Report Finds Tax Cuts Heavily Favor the Wealthy [new york times, august 13, 2004]

“It doesn’t matter who you are, the report shows that you are better off now than you were before the tax cuts,” said a House Republican aide. “It’s showing that everybody’s tax burden has gone down as a result of the tax cuts.”

unless, of course, you fall into that $51,500-$75,600 band (but that’s nit-picking). there’s a bigger picture here (and that’s barry’s cue). most things in economics only really matter in relative terms – it’s not about how much a loaf of bread costs in dollars-and-cents, it’s about how much a loaf of bread costs compared to how much you earn. it’s not about how much you earn, it’s about how much you earn relative to how much it costs to keep that job. so i want to hook up two “bigger picture” thoughts to these tax-cut figures: debt and poverty.

one thing that’s not included is the other side of the coin (so to speak) – the national debt, which, by my rough calculations ($7,330,000,000,000.00 / 294,000,000), is just a little less than $25,000 per person. now that i’ve got that benchmark number, i’m going to play fast and lose with the data, because it seems that everyone else is anyway. the first thing i’m going to do is multiply the $25,000 individual debt figure by 2.5 average individuals per household to come up with a $62,500 national-debt-per-household figure so i can compare it to income per household.

$62,500 is just a wee bit more ($5,500 more) than the average income of the middle quintile of american households. so, if you just give back your tax cuts, for the middle quintile’s tax cut of $1090, they’re only $61,410 behind on their “share” of the national debt. the bottom quintile’s $250 tax break puts them only $62,250 behind on their “share.”

so, for you low-to-middle-income households, enjoy your tax cuts, because you need to work extra hard to get us back into the black. if you’re in the bottom quintile, you need to work about 45 months to earn enough money to pay off your chunk of the debt. if you’re in the middle quintile, it’s just a little more than 13 months. oh. and no eating or cable tv while you’re at it.
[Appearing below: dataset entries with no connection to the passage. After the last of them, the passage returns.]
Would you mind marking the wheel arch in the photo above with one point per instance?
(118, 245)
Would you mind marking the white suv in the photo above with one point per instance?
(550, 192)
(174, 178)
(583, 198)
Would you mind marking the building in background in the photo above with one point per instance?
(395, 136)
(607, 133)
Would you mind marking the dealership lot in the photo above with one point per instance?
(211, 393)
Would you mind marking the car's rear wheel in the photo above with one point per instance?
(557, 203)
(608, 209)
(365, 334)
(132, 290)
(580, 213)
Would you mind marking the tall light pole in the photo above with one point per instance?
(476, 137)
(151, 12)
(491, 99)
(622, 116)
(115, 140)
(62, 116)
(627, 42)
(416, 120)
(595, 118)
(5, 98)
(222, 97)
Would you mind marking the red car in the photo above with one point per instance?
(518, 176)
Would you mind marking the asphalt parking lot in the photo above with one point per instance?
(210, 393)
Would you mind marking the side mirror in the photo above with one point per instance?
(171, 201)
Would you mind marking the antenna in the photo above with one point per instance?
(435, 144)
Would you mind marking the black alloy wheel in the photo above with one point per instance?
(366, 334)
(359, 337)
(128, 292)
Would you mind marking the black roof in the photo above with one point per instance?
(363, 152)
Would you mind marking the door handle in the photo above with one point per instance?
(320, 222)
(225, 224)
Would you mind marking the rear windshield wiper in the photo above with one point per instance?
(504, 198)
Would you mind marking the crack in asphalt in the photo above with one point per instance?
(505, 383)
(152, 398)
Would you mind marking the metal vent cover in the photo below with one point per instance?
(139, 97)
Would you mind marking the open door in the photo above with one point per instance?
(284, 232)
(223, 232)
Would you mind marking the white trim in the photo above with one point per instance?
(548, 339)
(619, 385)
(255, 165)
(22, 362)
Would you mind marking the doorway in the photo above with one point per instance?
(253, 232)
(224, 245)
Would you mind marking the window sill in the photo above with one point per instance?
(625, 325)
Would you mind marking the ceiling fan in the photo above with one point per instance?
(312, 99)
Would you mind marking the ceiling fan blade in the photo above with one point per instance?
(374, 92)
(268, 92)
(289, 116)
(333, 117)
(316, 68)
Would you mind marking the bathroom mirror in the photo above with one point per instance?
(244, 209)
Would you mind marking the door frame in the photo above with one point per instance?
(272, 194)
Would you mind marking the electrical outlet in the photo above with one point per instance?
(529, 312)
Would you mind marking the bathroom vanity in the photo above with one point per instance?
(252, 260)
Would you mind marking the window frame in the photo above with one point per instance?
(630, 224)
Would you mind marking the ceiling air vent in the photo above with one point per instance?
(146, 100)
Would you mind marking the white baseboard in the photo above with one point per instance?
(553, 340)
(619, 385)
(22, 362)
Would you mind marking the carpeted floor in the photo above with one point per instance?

the other issue i’d like to weave into this cloth is something i’ve mentioned here a couple times – the maldistribution of wealth. and today, i’m going to go with the poverty spin. according to the census bureau, the federal poverty level for a single, working-age adult is $9,573 (in 2003), which works out to just a little less than the federal minimum wage for a full-time employee ($5.15/hr * 40 hours/week * 50 weeks/year = $10,300).

i could be wrong here, and i guess everyone knows i’ve been wrong before, but it seems to me that you can do more for the economy (which is to say, positively affect more people) at the low end of the income spectrum than you can at the high end. we can keep expanding the size of the picture to include issue after issue, but i kinda wonder what the overall economic effect might be if the bottom quintile of households could afford, for example, a new 50mpg car. i suppose there is the problem of what to do with all the old cars, but it’s just a thought really. what happens when the next 5 or 10 million americans get themselves up to the point where they can afford new durable goods?

i’d be interested in finding out, but that’s not the direction we’re headed right now – or so it seems to me.